Feature selection is an essential step in machine learning and is used to reduce the number of input variables for predictive models. This reduces the computational load of model training and may also improve the comprehensibility of the resulting model. There are a variety of feature selection methods available for use and it’s important to understand the differences between them. This article aims to provide an overview of the different feature selection techniques that exist and discusses the strengths and weaknesses of each method. It is intended to serve as a primer for machine learning engineers and other data scientists who want to learn more about the various feature selection methods and their application to predictive modeling problems.
Feature Selection methods seek to find a subset of features that are most likely to predict a target variable in a dataset. These methods are often used to reduce the number of input variables for a predictive model in order to increase its speed and accuracy. In addition, the process of removing non-informative or redundant predictors from a model can help to eliminate false positives and reduce the overall error rate of a classifier. The most common feature selection methods are statistical-based. They evaluate the relationship between a set of features and a desired output variable using statistics and then select the set of features that have the strongest relationship to the target variable. These methods can be very fast and effective, although the choice of statistic depends on the type of input variable (numerical versus categorical) and the type of output variable. Another category of feature selection methods is dimensionality reduction. These reduce the number of input variables by grouping together similar attributes and then removing the redundant ones.
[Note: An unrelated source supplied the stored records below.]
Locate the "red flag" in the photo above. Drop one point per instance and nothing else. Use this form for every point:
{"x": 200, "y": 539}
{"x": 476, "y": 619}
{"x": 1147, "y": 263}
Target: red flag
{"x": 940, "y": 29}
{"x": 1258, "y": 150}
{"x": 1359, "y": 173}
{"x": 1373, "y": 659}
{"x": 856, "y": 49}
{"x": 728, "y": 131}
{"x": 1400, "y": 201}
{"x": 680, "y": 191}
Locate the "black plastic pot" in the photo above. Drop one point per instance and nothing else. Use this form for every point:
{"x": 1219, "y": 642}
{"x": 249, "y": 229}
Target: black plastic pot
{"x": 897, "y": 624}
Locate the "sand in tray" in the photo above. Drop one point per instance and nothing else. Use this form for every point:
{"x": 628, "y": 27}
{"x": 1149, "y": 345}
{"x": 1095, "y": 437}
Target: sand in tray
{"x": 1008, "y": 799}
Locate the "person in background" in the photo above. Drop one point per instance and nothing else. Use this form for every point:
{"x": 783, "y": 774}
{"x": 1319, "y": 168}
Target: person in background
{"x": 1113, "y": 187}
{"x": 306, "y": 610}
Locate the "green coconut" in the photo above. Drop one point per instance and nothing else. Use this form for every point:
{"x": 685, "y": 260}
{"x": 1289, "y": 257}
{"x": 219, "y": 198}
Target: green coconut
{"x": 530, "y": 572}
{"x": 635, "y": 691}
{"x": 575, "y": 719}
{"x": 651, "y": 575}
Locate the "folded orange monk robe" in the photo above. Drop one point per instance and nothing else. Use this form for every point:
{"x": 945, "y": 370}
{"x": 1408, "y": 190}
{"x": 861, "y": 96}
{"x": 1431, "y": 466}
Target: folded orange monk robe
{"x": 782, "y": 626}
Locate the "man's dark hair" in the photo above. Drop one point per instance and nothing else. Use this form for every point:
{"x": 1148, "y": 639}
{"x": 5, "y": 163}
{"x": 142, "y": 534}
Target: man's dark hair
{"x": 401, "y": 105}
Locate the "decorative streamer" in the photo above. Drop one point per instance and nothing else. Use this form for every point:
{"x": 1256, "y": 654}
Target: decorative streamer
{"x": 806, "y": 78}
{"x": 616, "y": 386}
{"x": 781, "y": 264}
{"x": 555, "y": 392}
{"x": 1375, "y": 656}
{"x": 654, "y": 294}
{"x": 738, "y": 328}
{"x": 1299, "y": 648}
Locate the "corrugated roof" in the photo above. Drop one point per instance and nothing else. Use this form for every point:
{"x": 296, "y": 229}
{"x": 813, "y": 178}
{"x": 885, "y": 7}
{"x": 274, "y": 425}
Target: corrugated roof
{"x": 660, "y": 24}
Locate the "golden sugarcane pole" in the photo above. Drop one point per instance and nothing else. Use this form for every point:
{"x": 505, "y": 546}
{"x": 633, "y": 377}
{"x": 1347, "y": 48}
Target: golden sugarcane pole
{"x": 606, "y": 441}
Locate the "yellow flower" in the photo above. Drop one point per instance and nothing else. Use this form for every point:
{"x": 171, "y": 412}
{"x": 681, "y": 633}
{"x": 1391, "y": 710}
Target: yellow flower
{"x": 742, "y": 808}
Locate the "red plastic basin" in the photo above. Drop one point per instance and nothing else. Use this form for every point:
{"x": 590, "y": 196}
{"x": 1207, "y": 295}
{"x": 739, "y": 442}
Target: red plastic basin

These methods can be useful in cases where there are many features and few samples, such as written text or DNA microarray data. Lastly, there are search-based feature selection methods that search for well-performing subsets of features. These methods use a targeted projection pursuit algorithm to find low-dimensional representations of the dataset and then select the features that have the largest projected values in that space. This approach is particularly useful in classification tasks where the goal is to reduce the dimensionality of the feature space and thus reduce the response time of the classifier. There are three general classes of feature selection techniques: filters, wrapper and embedded.
Filter methods search for well-performing subsets of input variables and then apply a classifier to those features. Wrapper methods combine a filter or search-based feature selection with a learning algorithm to generate better performance results. Embedded methods directly embed the feature selection process inside a learning algorithm. I experimented with several feature selection algorithms on the Arrythmia Heart Disease dataset from Kaggle. I achieved best accuracies of 70-75% with a Random Forest and Naive Bayes classifier. In this dataset, 280 features were used and most methods were able to select the top 20-35 features.